Bisher hatte ich keine Soundprobleme, aber ich habe z.Z. auch keine anderen Spiele installiert, um das vergleichen zu können. Könnte das ein Hardware-Fehler sein oder liegts vielleicht an den Treibern?  

Schonmal danke im Vorraus


----------



## HisN (14. Januar 2019)

Zockst Du TESO mit der iGPU?
Ich hâtte jetzt zuerst auf die CPU getippt


----------



## Th0rin (14. Januar 2019)

Sorry. Hab vergessen zu erwähnen, dass ich ne GTX 1060 6GB drin hab. Also ich benutze nicht die Onboard-Grafik.


----------



## HisN (14. Januar 2019)

Ich würde mal schauen was die HDD Led und der CPU Takt zu den Standbildern sagt und andere Games gegentesten.


----------



## Th0rin (14. Januar 2019)

Vielleicht hast du ne Idee, wenn ich dir sage, dass mein Rechner nach jedem Kaltstart einmal kurz neustartet bevor er bootet.
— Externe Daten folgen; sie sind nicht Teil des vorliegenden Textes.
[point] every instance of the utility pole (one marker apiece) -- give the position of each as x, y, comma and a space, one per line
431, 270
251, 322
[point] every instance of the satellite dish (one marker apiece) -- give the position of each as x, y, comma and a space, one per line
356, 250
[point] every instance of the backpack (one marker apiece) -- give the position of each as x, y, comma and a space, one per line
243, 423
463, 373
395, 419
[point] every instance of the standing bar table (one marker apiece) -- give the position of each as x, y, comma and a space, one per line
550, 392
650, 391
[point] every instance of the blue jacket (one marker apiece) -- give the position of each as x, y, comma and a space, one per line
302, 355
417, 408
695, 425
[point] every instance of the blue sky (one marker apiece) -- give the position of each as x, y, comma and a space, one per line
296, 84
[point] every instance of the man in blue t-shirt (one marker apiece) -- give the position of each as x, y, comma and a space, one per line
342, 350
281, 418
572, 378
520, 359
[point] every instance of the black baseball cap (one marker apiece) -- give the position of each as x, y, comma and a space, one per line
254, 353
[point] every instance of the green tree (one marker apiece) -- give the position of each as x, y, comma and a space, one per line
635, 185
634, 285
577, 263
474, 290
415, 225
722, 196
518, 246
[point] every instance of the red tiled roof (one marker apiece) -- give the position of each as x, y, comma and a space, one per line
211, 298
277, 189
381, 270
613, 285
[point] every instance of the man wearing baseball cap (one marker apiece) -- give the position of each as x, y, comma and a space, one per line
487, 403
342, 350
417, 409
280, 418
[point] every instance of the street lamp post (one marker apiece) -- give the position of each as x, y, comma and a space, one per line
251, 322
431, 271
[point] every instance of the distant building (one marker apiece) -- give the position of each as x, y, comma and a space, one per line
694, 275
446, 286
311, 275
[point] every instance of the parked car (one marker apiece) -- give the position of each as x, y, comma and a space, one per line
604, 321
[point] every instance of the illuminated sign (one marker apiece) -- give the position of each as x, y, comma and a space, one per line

Man hört ein kurzes Klacken, LEDs gehen ganz kurz an. Dann is er aufeinmal aus und bootet dann normal. Aber wie gesagt nur nach einem Kaltstart. Keine Ahnung, ob man da nen potenziellen Zusammenhang erkennen kann.


----------



## Lichtbringer1 (14. Januar 2019)

Hast du mal auf die Mainboard Fehlercode Anzeige geschaut? Vielleicht hilft dir diese ja weiter.


----------



## Th0rin (14. Januar 2019)

Entschuldige, dass ich so blöd frage. Aber was ist das für ne Anzeige? Ich habe keinerlei Errors o.ä. gesehen beim Booten. Oder meinst du während dem Betrieb?


----------